If you can't estimate it, start at 1 GB, watch the hit rate after a day of traffic, and resize.
Max item size
Defaults to 1 MB, can go up to 128 MB. Increase it if you cache large JSON, big SVGs, or rendered HTML. Anything bigger than the limit is passed through uncached. Pick the smallest value that fits what you actually want to cache — larger limits raise memory ceilings and increase fragmentation.
TTLs
- Cache TTL (default 300 s) — how long a response is considered fresh.
- Storage TTL (optional, must be ≥ cache TTL) — how long the response is kept around after going stale. With storage TTL set, a stale entry can serve as a fallback if your container is briefly unreachable, without paying for a cold re-fetch.
For most APIs, 60–600 s is the right range. Pages that change a few times a day sit at 3600+ comfortably.
If Honour Cache-Control is on (the default), your container can override the platform TTL per-response with standard Cache-Control headers. Turn it off if you want platform settings to win unconditionally.

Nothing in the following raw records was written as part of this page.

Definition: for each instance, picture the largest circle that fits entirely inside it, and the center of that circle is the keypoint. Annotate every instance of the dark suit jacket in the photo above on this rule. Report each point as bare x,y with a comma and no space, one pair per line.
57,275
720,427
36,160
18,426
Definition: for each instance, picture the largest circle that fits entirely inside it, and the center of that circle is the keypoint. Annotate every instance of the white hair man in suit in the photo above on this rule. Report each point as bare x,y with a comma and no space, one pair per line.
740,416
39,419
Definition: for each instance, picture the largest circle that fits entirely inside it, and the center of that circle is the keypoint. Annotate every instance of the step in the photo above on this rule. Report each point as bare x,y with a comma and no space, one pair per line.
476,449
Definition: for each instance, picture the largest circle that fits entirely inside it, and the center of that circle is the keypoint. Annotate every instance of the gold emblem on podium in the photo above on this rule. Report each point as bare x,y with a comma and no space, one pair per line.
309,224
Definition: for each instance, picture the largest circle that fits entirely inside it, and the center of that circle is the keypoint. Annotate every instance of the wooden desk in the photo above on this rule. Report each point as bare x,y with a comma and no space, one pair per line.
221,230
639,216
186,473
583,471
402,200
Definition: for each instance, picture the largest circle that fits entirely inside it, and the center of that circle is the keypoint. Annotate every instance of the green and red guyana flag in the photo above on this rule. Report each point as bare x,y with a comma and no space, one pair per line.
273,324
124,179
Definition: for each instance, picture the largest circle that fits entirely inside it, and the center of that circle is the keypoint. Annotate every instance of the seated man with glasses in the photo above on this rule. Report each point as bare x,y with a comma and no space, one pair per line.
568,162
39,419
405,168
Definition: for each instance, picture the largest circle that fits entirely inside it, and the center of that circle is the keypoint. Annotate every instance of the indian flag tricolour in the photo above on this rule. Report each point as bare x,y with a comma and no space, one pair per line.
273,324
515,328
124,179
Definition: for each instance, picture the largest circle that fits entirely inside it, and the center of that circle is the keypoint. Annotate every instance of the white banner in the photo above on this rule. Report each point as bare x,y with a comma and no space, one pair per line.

The optional X-Proxy-Cache-Memcached-Force: true header lets a trusted client bypass freshness and force a stored response. Off by default; only enable it on containers where trusted clients call you.
Cache key, methods, status codes, content types
- Methods default to
GET, HEAD. You can add OPTIONS. Write methods are rejected.
- Status codes default to
200, 301, 404. Common additions: 410, 204.
- Content types default to
text/plain, application/json. Add text/html or image/* as needed.
- Cache key defaults to method + path + query. You can extend it with specific headers (
Accept-Language), an explicit query-param allow-list, or JSON body fields for POST-style search endpoints. Keep the key narrow — every dimension multiplies your entry count.
Variant: before or after rate limit
You pick where the cache sits relative to the container's rate limiter.
- Before rate limit — hits don't consume rate-limit tokens. Use this for public read endpoints: a scraper hitting the same URL 10,000 times in a minute gets 10,000 cached responses and your real users keep their full token budget.
- After rate limit — every request, hit or miss, counts. Use this when the rate limit exists to enforce per-user fairness on an authenticated API, not to protect the origin.
High availability
The cache cluster runs three nodes per region. If one fails, the cluster keeps serving; the share of keys that lived on the lost node will miss until rebalancing re-populates that slice from real traffic. Expect a temporary dip in hit rate, not an outage. If the whole cache is unavailable, the platform falls back to your container origin transparently — cache loss never causes request failures.
The managed cache appears in your memcached list as read-only ("Managed by container {name}"). You manage it through the container's settings, not directly.
Pricing
| Component | Standard | Premium |
| Proxy cache surcharge | $5.00 / region / month | $7.50 / region / month |
| Managed memcached (cache memory) | $10 / GB / month | $15 / GB / month |
The surcharge is flat per region. The memcached charge scales with the cache size you pick.
Worked example
1 GB standard cache in 2 regions:
- Managed memcached: 1 GB × 2 × $10 = $20
- Proxy cache surcharge: 2 × $5 = $10
- Total: $30 / month
4 GB premium cache in 4 regions:
- Managed memcached: 4 GB × 4 × $15 = $240
- Proxy cache surcharge: 4 × $7.50 = $30
- Total: $270 / month
Common configurations
Public read API, anti-scrape focus — 1 GB, cache TTL 60 s, methods GET, HEAD, status 200, 404, vary on Accept-Language, variant before rate limit.
Authenticated tenant API, per-user fairness — 2 GB, cache TTL 300 s, vary on Authorization (or a tenant header), variant after rate limit.
Catalogue / product listing — 4 GB, cache TTL 1800 s, storage TTL 7200 s, honour Cache-Control on, content types application/json, text/html, variant before rate limit.
All of these can be changed without rebuilding your container image — the cache layer picks up the new configuration on the next deployment cycle.